Besides a sharp decrease in 2020 because auto insurance companies were offering refunds and credits to provide financial relief, car insurance rates have been rising steadily for decades, according to statistics from the U.S. Bureau of Labor Statistics. Why have insurance rates risen because of the price of car repairs and medical costs?

The survey also found that among drivers who felt auto insurance policy rates are unfair, about half have taken no action to reduce their auto insurance policies in the last 12 months.

While about half of consumers believe that car insurance rates are fair, the idea of fairness tends to fall apart when people were asked specifically about the fairness of specific pricing factors such as the use of credit, said Amy Danise, Forbes Advisor chief insurance analyst. This may be because consumers are generally unaware of the factors used in car insurance pricing.

If you want to see how your auto insurance premiums compare or view options for different car insurance companies, visit Credible to see personalized offers from multiple auto insurance providers at once.

According to the survey, drivers learned that a variety of factors contribute generally to your insurance rate. These include your age, driving record, credit score, where you live & more. Respondents of the survey were strongly convinced that some factors unrelated to driving a vehicle should not factor into the pricing of their car insurance.

If you are looking for ways to lower your insurance bill, it will require a little action. What are the following three factors to help you lower your insurance cost?

According to the survey, 69% of Americans didn't like the utilization of one's credit score in determining premium payments. In some states, your credit score can help you get a better rate, so improving it can work to your benefit when it comes to car insurance.

This is true for every state except California, Hawaii, Maryland, Massachusetts, Michigan, Oregon and Utah, which prohibit or regulate the use of credit scores by auto insurance carriers, according to Andrew Latham, managing editor at SuperMoney, a financial services comparison site.

If the factors for the driver change, then they may have to change the auto insurance company as a result. One company offering the best rates should not have the best rates for a driver's new profile.

People may not realize that the company which was able to offer them a great rate a few years ago no longer offers competitive pricing for them, Danise said. As driving records change, credit and discount availability changes, the cheapest companies for a particular person also change.

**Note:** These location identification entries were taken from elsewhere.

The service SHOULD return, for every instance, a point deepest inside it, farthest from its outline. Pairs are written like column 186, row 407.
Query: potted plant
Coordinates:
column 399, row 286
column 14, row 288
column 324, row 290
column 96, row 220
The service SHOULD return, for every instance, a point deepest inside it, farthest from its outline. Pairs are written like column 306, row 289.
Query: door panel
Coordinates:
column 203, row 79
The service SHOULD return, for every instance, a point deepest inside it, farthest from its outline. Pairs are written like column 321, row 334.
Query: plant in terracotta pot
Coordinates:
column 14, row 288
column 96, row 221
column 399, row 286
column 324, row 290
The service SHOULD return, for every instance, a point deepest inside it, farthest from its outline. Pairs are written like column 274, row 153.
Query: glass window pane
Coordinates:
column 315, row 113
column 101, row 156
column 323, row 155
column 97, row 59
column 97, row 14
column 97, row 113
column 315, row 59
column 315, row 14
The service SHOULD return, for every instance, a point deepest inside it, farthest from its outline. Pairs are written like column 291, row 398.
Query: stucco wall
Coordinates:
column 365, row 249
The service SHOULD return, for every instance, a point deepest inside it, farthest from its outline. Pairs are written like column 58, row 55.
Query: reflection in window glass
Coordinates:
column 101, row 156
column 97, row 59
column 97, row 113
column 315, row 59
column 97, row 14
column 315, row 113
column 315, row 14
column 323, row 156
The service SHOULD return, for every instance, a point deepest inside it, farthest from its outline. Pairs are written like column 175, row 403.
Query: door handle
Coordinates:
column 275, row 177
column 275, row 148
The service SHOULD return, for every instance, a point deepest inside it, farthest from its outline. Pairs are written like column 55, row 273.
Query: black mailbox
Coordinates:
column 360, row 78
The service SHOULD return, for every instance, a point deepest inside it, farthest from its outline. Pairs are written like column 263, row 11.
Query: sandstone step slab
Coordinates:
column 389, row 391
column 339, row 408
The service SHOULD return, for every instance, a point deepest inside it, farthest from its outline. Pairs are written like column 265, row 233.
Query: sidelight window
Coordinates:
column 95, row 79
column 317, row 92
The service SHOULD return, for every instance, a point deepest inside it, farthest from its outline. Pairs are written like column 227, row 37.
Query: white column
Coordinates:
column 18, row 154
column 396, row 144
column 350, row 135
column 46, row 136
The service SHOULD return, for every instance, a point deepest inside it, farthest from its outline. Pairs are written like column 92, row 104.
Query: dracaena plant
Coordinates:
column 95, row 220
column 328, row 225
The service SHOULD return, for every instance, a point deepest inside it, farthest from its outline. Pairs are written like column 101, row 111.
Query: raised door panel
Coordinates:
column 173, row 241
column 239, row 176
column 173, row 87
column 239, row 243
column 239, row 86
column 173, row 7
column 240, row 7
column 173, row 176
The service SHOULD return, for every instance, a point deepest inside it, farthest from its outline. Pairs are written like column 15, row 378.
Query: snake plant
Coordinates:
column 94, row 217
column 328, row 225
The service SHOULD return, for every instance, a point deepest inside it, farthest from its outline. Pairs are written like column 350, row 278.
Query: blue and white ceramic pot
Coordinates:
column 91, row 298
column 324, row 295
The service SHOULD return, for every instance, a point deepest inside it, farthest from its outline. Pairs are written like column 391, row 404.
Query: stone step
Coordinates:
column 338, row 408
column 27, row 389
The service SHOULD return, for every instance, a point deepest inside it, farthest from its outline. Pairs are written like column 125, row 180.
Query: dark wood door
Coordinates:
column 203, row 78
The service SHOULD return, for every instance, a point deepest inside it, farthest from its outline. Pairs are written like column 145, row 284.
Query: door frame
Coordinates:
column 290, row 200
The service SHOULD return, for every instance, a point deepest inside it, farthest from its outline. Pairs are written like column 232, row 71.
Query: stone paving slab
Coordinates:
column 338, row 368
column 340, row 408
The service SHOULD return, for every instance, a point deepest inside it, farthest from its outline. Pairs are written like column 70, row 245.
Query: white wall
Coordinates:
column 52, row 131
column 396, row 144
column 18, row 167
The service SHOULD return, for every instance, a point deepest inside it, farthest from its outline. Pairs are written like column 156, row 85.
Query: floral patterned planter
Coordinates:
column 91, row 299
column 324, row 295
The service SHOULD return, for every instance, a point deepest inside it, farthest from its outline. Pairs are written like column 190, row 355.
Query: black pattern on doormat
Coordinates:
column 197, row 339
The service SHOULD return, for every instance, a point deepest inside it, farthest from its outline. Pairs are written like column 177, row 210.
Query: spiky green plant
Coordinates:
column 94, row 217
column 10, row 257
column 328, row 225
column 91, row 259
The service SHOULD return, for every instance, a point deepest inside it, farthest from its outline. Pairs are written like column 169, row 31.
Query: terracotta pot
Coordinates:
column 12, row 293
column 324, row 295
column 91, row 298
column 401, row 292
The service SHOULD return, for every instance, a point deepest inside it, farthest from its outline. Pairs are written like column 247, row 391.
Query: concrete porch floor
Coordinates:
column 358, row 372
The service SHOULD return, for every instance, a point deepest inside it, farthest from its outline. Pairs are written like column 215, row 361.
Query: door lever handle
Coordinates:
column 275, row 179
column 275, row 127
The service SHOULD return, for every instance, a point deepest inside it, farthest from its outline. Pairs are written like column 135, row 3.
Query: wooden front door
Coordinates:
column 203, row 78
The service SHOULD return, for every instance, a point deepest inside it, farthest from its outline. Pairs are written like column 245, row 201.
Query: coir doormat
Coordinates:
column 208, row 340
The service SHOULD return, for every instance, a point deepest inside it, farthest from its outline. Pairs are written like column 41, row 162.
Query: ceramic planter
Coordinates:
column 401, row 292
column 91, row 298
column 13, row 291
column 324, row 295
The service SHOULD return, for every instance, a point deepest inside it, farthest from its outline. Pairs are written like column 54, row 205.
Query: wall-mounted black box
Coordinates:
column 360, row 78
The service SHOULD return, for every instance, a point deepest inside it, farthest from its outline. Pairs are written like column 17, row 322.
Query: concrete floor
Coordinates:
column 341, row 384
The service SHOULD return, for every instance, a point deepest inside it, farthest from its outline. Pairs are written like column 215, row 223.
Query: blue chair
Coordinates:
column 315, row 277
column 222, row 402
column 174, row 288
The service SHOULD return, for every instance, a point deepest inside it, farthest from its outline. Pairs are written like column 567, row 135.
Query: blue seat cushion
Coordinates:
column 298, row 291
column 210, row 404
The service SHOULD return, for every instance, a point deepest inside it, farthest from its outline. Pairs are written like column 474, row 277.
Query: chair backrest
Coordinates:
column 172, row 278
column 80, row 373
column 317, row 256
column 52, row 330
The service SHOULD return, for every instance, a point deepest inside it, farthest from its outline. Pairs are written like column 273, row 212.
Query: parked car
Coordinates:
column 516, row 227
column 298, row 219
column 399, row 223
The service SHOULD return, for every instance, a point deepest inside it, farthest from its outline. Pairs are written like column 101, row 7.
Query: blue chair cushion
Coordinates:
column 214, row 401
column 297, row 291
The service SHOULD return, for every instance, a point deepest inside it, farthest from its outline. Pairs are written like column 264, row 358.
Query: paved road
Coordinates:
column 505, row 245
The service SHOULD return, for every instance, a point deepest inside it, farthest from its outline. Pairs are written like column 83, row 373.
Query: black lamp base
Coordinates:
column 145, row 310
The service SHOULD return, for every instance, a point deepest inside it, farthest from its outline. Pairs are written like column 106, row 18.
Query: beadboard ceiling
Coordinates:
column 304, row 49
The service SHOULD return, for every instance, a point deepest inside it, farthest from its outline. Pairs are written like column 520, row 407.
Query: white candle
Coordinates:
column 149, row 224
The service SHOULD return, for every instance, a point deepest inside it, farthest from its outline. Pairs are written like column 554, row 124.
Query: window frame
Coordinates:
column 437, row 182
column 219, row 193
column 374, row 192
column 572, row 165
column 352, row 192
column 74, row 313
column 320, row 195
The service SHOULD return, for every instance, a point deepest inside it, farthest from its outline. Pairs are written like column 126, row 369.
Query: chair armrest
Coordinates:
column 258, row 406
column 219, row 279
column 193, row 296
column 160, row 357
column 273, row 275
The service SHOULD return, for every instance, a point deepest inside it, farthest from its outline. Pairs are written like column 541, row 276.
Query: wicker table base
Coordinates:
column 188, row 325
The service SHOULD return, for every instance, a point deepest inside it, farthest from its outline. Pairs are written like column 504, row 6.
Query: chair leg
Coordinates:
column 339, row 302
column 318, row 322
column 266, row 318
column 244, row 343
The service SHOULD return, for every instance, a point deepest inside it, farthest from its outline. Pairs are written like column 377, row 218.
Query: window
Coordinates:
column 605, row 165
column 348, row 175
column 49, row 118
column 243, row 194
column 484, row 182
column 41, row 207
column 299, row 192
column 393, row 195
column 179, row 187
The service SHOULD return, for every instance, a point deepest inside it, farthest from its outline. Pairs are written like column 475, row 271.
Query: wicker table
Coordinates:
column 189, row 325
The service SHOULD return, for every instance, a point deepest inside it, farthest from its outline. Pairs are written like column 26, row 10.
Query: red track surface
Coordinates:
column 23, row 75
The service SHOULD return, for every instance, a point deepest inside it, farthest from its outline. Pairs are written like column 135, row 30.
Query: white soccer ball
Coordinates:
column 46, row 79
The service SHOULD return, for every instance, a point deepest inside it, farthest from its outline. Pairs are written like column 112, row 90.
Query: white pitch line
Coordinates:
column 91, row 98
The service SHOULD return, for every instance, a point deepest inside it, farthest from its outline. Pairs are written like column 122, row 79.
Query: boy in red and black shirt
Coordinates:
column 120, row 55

Because car insurance providers measure factors differently, one that can offer a fair price to one driver may not have the best rates for another driver. Visit Credible to compare and contrast auto insurance quotes from multiple car insurance companies across the USA and determine which car insurance quote is the best fit for you.

Since your credit score, driving history and a variety of other factors influence the rates of car insurance, it's a good idea to look at various car insurance coverage carriers to find out what you need.

We can't expect consumers to be aware of all reasons for overpaying for car insurance, Danise said. But shopping for new car insurance quotes every few years could really be an eye-opener for many people.

Visit Credible to compare multiple insurance companies at once and find affordable car insurance quotes for you in minutes. If you email Money Expert at moneyexpert credible.com, your question may be answered by Credible in our Money Expert Column.